Akron's Police Force Welcomes its First Refugee Officer
Officer Damber Subba’s first shift Monday afternoon was patrolling familiar territory: Akron’s North Hill neighborhood. Here's more on the first-ever refugee sworn into Akron’s police force.
Like the other 11 rookie police officers sworn in Friday night, Damber Subba wore a deep blue uniform, his posture erect, steps precise, face serious. But before the evening was over, he was a half-dozen layers deep in brightly colored scarves and garlands of flowers.
In Bhutanese culture, he explains, it means congratulations and more: "Acknowledging they are doing better than yesterday and empowering them to be better in the future. So it means a lot.”
From bamboo huts to home
'I was a citizen of nowhere.'
Like about 5,000 other people now living in the Akron area, Subba’s family fled from Bhutan, and he grew up in one of seven sprawling refugee camps not far from Nepal’s border with India. The roofs of the bamboo huts leaked, fires tore through the camps periodically, healthcare was hit-and-miss.
But what bothered him the most, Subba says, was a sense that he didn’t belong.
“I didn’t have any identity. I was a citizen of nowhere.”
That changed when his family got word from the organization charged with resettling the world’s refugees: (International Organization for Migration) that they were heading to America. Subba says it was a dream.
“One day, I’m going to be in America. I’m going to live freely, I don’t have to hide anything. I will have identity. I will have home, I will have security, I will have safety. I will have all those things. I can actually say freely whatever I want.”
His family was among the first Bhutanese refugees to move to Akron in 2008. He remembers sitting in their apartment – looking up at a ceiling that didn’t leak, surrounded by walls that kept out the wind – happy.
Like most of the new arrivals, he got a job at a manufacturing plant. The economy crashed and he was laid off. He trained and began work as an interpreter, eventually becoming one of a handful of certified Nepali-language medical interpreters in the country. Then came citizenship in 2014, a day he says is second in joy only to the birth of his daughter.
'People are still not comfortable to call 911 when they are victimized, when something happens. First of all they don't speak English.
But he kept thinking about the law, and about the gaps between his native community and his adopted community. He says it’s a problem of language, culture and experiences.
“People are still not comfortable to call 911 when they are victimized, when something happens. First of all they don’t speak English. Second thing, what are they going to say when police comes? And third thing, police over back in Nepal, they’re treated way different than over there, so people have bad experience; they don’t want to interact with the police."
A 5-foot bridge
Subba saw himself as a cultural bridge. He wanted to be a police officer. The problem, he thought, is that he barely tops five foot. He had an image of American’s police force as big, beefy guys.
“Honestly, I’ve never seen police short like me before.”

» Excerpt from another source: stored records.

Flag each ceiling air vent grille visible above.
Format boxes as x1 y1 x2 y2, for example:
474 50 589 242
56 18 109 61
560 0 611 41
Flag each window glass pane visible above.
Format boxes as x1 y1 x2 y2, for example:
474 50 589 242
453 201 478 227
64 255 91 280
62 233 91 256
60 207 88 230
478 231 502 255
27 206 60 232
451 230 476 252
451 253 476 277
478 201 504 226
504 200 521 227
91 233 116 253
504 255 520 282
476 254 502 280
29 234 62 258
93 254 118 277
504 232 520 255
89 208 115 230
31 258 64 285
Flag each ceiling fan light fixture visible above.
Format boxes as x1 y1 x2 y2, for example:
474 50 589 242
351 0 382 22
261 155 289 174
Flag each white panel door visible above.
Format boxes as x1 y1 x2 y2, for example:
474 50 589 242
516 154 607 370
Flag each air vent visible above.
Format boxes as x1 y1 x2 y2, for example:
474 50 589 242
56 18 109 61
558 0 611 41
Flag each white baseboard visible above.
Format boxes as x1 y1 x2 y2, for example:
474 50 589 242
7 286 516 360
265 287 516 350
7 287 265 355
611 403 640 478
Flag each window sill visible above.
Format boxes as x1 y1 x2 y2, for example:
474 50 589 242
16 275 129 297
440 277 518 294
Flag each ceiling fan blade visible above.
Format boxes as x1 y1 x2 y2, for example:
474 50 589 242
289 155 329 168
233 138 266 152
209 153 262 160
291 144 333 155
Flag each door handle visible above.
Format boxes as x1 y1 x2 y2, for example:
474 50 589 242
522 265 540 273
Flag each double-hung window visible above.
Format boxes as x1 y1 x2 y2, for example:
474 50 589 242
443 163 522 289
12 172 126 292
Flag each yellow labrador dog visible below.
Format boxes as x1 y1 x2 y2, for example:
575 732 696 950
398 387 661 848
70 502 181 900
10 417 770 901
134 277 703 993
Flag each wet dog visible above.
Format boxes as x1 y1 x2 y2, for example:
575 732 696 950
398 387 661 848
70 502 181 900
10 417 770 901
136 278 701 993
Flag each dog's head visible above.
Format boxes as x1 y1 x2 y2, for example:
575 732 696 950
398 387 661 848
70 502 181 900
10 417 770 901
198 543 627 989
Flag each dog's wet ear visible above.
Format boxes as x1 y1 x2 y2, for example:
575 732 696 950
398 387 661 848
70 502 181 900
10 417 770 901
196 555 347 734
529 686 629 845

Akron police recruiters told him height didn’t matter as long as he could pass the physical and other tests for recruits. He could and did, completing the basic police training academy and then Akron’s own.
Sgt. Daniel Engelhart, his training officer, was among those celebrating Friday night. He says Subba handled everything that could be thrown at him during training – with a smile.
“He started with the idea that others would follow if he proved that it could be done. He’s going to be a tremendous asset with his bilingual capacity, his empathy that he demonstrated, having a completely different background.”
The week before the swearing in, Mayor Dan Horrigan and Charles Brown, the deputy mayor who heads Akron’s safety forces, visited all of the Akron Public Schools senior classes.
Brown says the story of Damber Subba was already well-known when they got to North High School -- about a half-dozen Nepali students that day asked about joining the force.
"Clearly our goal is to make sure that our safety forces, our workforce, represents the citizens that we serve in a very special way. And it just makes me feel really good to see that young man, and the folks that he is modeling for, come up and want to do this job. It’s a great thing, a great thing.”
Mayor Horrigan says he hopes it’s a great thing that happens repeatedly in Akron as the city’s safety forces grow to reflect the city they serve.